Several questions are still open regarding the molecular mechanisms underlying the pathological features of NF1 patients, such as vascular remodeling or myocardial dysfunction and remodeling. Among the most interesting observations, some are worth mentioning as multiple research groups have independently documented them. Partial or complete loss of the NF1 gene results in increased PKCδ-mediated p47phox phosphorylation through the activation of p21(Ras), resulting in increased NADPH oxidase 2 activity, alterations in the redox balance and pro-inflammatory effects[32-34]. Acceleration of Ras activity also has an impact on multiple kinases of its downstream signaling pathways, including Erk and Akt, both of which are involved in the modulation of the phenotype of cells making up the vascular wall in NF1 heterozygous (Nf1+/−) animal model[35,36]. Nf1+/− mutant mice develop a thick neointima, resembling human arterial disease. Neurofibromin is a known downstream element of the TATA Binding Protein-related factor 2 (TRF2) axis. It is involved in both cardiac development and myocardial fibrosis, which might explain the lower GLS we measured in NF1 patients compared to controls, even though still within the normality range[37,38]. Besides, the loss of NF1-gene also affects p12(RAS) signaling in the myocardium, where it is involved in fibrosis and cardiac function[39,40].

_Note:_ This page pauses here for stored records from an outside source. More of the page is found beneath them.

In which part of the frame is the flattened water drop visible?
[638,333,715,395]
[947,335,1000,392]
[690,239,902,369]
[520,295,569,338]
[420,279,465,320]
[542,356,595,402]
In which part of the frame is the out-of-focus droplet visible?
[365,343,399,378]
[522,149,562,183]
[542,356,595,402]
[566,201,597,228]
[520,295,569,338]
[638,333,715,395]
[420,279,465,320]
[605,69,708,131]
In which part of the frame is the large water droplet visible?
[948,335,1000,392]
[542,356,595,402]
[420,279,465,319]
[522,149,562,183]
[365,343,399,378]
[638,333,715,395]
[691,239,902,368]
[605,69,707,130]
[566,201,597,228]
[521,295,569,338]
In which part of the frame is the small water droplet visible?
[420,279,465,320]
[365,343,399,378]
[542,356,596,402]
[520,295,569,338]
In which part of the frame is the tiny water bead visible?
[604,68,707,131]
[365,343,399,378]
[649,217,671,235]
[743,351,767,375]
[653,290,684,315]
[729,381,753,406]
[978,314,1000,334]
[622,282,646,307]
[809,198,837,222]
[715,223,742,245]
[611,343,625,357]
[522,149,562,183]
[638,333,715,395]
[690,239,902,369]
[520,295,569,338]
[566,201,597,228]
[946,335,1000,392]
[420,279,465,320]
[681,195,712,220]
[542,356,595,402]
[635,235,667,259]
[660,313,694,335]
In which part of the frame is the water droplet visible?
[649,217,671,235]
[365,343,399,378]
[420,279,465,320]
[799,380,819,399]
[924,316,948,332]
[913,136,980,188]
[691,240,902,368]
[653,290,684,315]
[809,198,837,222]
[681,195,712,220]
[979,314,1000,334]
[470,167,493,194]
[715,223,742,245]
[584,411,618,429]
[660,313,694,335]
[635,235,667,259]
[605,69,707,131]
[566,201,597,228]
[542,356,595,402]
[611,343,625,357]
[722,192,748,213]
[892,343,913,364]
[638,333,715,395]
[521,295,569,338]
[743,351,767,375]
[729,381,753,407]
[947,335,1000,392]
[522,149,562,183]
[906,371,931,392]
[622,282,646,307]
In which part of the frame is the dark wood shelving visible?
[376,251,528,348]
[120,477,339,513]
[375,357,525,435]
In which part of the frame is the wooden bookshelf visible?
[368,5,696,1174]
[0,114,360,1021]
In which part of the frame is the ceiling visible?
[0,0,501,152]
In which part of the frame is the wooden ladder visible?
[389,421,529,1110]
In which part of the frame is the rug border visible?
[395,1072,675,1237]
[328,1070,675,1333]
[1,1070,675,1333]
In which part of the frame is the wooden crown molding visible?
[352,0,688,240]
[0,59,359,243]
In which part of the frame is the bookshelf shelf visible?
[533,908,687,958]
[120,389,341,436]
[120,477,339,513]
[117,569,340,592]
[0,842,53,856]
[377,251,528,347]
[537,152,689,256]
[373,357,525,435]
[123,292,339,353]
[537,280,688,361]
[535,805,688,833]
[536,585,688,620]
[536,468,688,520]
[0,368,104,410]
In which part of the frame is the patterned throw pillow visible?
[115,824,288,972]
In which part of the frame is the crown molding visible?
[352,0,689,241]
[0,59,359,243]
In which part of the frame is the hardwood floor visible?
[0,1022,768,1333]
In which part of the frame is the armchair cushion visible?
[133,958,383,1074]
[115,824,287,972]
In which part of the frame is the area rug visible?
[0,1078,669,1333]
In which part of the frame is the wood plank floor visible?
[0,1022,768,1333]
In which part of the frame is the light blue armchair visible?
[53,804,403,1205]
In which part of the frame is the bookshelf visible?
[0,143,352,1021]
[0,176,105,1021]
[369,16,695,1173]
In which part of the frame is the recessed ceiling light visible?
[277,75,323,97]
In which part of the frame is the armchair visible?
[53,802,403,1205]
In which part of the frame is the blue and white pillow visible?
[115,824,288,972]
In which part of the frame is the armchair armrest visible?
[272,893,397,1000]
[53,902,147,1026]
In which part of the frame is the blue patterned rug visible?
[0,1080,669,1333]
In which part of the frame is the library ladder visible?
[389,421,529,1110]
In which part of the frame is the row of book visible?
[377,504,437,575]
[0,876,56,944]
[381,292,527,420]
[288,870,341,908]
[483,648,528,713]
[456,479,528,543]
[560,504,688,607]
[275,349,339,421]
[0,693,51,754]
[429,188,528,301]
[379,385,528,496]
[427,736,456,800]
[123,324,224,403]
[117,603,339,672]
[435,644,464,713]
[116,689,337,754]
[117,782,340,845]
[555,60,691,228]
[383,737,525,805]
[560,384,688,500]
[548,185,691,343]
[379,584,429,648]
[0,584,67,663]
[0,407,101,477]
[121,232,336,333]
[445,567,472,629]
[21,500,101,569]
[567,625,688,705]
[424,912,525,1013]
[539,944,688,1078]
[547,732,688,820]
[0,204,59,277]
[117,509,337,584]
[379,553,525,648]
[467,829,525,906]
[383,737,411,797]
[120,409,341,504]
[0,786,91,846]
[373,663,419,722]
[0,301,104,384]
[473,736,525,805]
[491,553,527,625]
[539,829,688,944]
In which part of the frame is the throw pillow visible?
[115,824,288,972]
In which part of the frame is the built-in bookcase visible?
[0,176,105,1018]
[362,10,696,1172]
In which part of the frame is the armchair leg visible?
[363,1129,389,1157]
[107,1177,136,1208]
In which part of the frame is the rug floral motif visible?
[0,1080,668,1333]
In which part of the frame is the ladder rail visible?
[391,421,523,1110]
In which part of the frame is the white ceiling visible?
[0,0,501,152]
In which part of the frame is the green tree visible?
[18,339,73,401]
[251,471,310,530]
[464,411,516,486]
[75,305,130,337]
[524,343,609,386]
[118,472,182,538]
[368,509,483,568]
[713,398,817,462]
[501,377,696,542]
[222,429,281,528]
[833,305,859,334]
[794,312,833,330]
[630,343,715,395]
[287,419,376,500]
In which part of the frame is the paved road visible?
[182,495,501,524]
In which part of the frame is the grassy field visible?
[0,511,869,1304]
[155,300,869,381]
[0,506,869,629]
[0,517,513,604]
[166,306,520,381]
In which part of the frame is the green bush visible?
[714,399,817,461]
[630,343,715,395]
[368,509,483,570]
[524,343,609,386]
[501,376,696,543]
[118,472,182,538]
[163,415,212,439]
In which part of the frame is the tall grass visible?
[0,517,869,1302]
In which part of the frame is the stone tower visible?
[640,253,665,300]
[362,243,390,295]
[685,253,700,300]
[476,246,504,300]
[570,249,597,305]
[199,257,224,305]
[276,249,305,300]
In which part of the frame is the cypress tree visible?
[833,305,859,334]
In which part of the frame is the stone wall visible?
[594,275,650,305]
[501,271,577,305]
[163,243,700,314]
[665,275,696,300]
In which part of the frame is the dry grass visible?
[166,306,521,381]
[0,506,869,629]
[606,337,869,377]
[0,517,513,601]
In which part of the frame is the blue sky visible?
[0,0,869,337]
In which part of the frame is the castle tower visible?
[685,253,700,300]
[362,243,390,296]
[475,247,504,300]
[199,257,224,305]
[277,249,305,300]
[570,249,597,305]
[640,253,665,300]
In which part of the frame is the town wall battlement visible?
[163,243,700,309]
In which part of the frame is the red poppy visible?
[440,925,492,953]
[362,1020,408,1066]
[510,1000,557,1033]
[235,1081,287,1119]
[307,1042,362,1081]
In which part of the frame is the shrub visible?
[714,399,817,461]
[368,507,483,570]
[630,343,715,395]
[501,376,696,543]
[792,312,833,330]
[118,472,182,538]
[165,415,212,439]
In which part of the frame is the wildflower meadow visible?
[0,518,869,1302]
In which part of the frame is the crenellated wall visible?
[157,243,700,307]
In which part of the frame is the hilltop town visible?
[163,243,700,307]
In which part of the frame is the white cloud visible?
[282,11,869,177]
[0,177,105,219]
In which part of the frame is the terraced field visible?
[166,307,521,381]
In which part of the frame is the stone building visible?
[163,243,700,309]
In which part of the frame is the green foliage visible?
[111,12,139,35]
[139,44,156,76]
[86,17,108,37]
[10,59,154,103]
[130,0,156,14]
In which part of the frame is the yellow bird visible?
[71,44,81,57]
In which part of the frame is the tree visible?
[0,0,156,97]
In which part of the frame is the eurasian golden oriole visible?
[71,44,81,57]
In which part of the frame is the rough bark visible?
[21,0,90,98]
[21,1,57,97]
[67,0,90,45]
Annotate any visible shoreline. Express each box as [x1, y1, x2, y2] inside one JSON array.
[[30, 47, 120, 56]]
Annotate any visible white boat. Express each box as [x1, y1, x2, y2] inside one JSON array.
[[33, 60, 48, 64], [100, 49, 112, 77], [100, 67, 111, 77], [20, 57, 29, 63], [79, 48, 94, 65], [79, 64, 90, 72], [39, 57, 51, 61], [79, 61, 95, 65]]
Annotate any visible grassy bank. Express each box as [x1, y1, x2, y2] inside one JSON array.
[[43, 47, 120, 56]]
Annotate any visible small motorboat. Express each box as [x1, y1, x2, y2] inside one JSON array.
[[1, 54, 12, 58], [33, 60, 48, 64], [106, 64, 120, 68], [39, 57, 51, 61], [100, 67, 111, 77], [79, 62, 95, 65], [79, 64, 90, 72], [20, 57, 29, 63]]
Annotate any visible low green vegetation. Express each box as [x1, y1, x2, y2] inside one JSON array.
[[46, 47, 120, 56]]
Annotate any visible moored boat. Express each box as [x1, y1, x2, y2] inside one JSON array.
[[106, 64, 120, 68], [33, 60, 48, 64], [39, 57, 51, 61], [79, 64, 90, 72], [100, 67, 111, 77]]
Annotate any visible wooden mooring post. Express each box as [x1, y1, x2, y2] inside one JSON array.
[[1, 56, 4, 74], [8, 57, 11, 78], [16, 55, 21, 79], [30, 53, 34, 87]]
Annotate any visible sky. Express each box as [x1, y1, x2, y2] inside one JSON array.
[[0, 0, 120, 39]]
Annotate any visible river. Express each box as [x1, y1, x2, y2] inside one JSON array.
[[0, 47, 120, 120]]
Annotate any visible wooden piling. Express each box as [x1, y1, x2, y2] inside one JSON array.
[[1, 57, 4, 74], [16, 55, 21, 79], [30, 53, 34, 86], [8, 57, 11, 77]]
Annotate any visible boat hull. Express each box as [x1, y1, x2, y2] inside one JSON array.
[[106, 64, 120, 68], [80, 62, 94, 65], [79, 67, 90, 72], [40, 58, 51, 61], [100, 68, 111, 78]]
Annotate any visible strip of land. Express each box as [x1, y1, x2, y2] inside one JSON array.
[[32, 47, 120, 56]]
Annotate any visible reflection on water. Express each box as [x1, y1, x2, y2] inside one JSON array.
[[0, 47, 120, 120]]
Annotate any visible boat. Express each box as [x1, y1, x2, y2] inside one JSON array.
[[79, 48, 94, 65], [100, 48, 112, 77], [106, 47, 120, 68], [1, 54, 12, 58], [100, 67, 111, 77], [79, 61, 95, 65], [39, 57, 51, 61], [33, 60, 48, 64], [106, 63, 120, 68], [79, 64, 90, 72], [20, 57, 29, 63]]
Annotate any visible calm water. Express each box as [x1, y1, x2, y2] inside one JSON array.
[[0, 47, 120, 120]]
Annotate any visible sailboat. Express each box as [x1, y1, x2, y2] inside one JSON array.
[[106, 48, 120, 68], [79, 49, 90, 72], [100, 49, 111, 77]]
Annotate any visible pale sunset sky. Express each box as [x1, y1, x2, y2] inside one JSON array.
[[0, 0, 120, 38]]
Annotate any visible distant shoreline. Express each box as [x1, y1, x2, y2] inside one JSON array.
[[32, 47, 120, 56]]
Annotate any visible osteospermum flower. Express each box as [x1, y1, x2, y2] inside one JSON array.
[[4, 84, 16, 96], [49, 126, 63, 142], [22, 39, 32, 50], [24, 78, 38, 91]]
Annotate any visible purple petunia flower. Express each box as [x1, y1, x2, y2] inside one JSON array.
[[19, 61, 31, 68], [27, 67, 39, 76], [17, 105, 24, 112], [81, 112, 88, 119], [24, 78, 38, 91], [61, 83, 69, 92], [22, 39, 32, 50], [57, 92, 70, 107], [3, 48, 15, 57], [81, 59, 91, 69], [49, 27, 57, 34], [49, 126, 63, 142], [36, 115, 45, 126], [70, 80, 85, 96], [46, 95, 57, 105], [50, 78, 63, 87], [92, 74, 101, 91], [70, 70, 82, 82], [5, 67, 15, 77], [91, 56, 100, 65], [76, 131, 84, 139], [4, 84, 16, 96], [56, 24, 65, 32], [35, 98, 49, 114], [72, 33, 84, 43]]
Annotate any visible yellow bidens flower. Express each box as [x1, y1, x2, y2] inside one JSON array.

The present study has some strengths and some limitations: the sample size of this study is small, but the fact that we are covering a rare disease must be considered. Moreover, the study design could not consent to the blindness of ultrasound operators, configuring a potential bias. Lastly, we have not continuously measured brachial artery diameter and WSS during forearm ischemia. The maximum vasodilatation might, therefore, be underestimated. The lack of WSS during FMD does not give the certainty of the reduced FMD of NF1 patients to endothelial dysfunction of the brachial artery or a more peripheral alteration. One of the strengths is that the majority of the subjects were young without any comorbidities or cardiovascular risk factors, so our findings are due to the disease investigated. Another strength is the use of the more recent technologies in cardiology as GLS, which provides quantitative measurement and is not operator-dependent.

Conclusion

The present study demonstrates that, in patients with NF1, alterations of vascular and cardiac function and morphology appear very early, and can be detected and followed over time. These findings might have significant clinical relevance suggesting a careful cardiovascular risk evaluation in subjects with NF1.